Controls when a prompt is classified as a jailbreak attempt (attempting to bypass safety constraints or manipulate the model's behavior).

Threshold	Behavior
`0.30–0.40`	Aggressive — blocks some creative/roleplay prompts that look like jailbreaks
`0.50`	Default — good balance for most deployments
`0.60–0.70`	Conservative — only blocks explicit jailbreak patterns

Calibrated default: 0.50

Recommended Configurations by Deployment Type¶

Customer Support Chatbot (RAG)¶

{
  "prompt_safety": 0.40,
  "answer_safety": 0.50,
  "halluc": 0.60,
  "combined_halluc": 0.60
}

Rationale: moderate input filtering with a slightly higher answer safety threshold to reduce false positives on corporate/grounded content.

Public-Facing Chat (General Purpose)¶

{
  "prompt_safety": 0.30,
  "answer_safety": 0.25,
  "halluc": 0.617,
  "combined_halluc": 0.617
}

Rationale: stricter safety across both prompt and answer, default hallucination threshold.

Internal Knowledge Base / Enterprise¶

{
  "prompt_safety": 0.60,
  "answer_safety": 0.70,
  "halluc": 0.55,
  "combined_halluc": 0.55
}

Rationale: relaxed safety thresholds (employees are vetted users), stricter hallucination to protect factual accuracy.

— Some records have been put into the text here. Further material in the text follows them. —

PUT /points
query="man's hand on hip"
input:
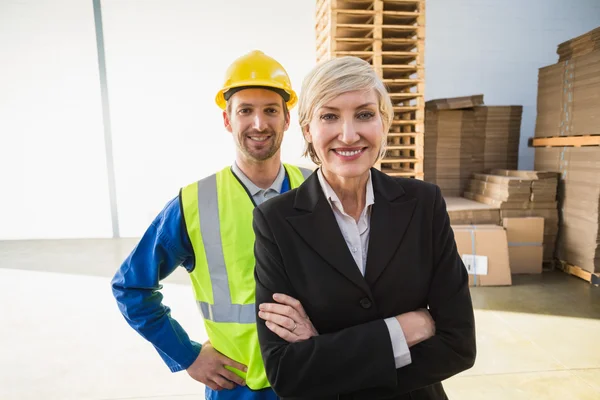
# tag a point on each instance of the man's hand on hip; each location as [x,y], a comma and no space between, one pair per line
[209,368]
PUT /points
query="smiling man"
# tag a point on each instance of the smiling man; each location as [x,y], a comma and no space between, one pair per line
[207,229]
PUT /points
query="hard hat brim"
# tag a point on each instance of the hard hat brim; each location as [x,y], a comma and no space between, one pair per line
[222,103]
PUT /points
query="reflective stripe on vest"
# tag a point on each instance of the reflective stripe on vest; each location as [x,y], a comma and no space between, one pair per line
[218,218]
[222,308]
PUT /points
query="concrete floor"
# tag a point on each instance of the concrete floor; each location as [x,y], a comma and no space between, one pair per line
[62,337]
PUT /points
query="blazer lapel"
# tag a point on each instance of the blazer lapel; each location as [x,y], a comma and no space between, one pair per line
[319,228]
[390,217]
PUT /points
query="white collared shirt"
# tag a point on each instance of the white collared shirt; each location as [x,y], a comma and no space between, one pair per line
[260,195]
[356,235]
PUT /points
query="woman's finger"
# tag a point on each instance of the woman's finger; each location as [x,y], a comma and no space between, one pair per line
[281,309]
[284,322]
[281,332]
[290,301]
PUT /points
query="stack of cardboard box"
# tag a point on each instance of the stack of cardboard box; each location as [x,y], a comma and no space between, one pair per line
[499,133]
[568,111]
[448,149]
[468,212]
[579,202]
[465,137]
[520,194]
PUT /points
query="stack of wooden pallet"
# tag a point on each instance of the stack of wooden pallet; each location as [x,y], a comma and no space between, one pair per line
[465,137]
[390,35]
[567,140]
[520,194]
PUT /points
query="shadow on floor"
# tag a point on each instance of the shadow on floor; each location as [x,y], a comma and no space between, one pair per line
[550,293]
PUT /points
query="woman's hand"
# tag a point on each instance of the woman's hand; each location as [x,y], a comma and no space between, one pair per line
[287,319]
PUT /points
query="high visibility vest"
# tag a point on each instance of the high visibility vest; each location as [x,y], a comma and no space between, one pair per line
[218,218]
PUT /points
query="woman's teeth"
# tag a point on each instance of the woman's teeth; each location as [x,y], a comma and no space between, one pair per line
[348,153]
[258,138]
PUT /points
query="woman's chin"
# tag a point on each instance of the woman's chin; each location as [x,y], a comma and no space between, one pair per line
[347,171]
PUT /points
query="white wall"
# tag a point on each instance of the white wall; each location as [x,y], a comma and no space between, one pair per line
[53,180]
[496,47]
[165,61]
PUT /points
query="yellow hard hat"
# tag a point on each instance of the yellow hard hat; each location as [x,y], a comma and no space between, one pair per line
[256,69]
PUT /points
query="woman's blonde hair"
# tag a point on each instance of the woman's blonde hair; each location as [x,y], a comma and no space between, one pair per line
[334,77]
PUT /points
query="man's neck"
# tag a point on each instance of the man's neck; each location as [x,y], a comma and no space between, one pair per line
[261,173]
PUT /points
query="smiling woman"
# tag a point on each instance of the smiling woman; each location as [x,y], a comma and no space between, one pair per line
[360,291]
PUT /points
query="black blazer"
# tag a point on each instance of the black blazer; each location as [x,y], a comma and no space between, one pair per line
[412,263]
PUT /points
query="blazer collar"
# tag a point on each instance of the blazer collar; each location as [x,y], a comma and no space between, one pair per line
[310,192]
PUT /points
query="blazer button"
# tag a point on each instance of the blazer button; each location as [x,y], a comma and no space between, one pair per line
[365,303]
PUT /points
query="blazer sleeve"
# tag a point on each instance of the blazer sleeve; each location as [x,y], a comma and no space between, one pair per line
[452,349]
[359,357]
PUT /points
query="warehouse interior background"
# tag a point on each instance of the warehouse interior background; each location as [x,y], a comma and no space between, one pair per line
[165,61]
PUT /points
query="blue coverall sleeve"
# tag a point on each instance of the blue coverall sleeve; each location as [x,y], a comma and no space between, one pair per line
[136,287]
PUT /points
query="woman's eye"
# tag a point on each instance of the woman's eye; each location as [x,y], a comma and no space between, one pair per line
[328,117]
[366,115]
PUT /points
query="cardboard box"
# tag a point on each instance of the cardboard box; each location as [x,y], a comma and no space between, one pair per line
[484,250]
[525,244]
[468,212]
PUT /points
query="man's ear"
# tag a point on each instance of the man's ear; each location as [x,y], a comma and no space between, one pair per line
[287,121]
[227,122]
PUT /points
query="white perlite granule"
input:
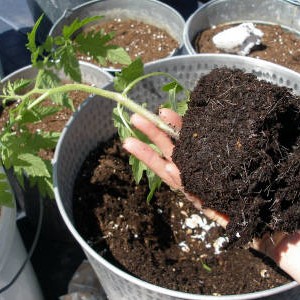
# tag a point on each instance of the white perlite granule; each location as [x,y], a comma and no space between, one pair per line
[238,39]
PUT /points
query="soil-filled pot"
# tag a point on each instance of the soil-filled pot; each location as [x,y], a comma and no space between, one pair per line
[29,198]
[92,124]
[131,20]
[278,21]
[13,255]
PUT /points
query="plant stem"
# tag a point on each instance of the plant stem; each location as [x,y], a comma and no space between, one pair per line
[122,99]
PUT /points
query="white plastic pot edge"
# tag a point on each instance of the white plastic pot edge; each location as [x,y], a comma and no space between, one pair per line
[139,282]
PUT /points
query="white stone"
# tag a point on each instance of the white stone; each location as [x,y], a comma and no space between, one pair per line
[219,242]
[238,39]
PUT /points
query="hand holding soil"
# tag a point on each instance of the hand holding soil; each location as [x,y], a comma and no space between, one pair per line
[163,165]
[283,248]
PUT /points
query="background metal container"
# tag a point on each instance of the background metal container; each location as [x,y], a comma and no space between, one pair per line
[151,12]
[215,12]
[93,124]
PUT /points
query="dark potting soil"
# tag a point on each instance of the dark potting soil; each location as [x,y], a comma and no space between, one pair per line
[168,243]
[138,39]
[239,152]
[279,45]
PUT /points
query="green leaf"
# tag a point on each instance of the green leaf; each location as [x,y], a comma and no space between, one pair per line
[16,87]
[45,140]
[68,61]
[181,106]
[6,196]
[137,167]
[69,30]
[121,122]
[38,113]
[154,183]
[128,74]
[32,165]
[31,36]
[118,55]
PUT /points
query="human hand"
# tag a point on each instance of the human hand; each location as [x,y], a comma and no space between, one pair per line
[284,249]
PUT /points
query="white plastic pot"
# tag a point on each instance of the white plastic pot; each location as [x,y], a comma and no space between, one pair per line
[92,124]
[12,256]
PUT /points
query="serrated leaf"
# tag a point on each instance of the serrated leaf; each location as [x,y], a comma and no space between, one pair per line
[45,140]
[128,74]
[31,36]
[171,86]
[69,62]
[154,183]
[69,30]
[123,130]
[48,44]
[137,167]
[16,87]
[173,89]
[32,165]
[93,43]
[6,196]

Legal / Medical / Finance (High-Stakes)¶

{
  "prompt_safety": 0.25,
  "answer_safety": 0.20,
  "halluc": 0.45,
  "combined_halluc": 0.45
}

Rationale: aggressive on all axes — in high-stakes domains it is better to flag and escalate to human review than to allow a borderline response through.

Supervisory / Audit Mode (No Blocking)¶

Set enforcement to "passthrough" and keep default thresholds. The system annotates every response with scores without blocking anything.

{
  "mode": "passthrough"
}

The Three-Zone Model¶

Think of each axis threshold as dividing scores into three zones:

0.0 ────────────────────[threshold - 10%]──[threshold]──────── 1.0
         Safe zone              Borderline        Triggered zone
      (pass silently)          (flag for review)  (block or annotate)

The borderline zone (within 10% of the threshold in either direction) is where the detection is least certain. Configure human oversight to queue borderline calls for review:

human_oversight:
  oversight_threshold: 0.55   # 0.617 threshold - ~10%

This captures all borderline calls for human review without changing the block threshold.

Measuring Your Threshold¶

The best way to calibrate thresholds for your specific deployment:

Run the system in passthrough mode for at least 1,000 calls
Export the call log from the dashboard
Review the score distribution for each axis
Set your threshold at the 95^th percentile of benign scores (leaving 5% FPR as acceptable)
Validate with known-harmful examples from your domain

This approach gives you a threshold tuned to your traffic, not a generic benchmark.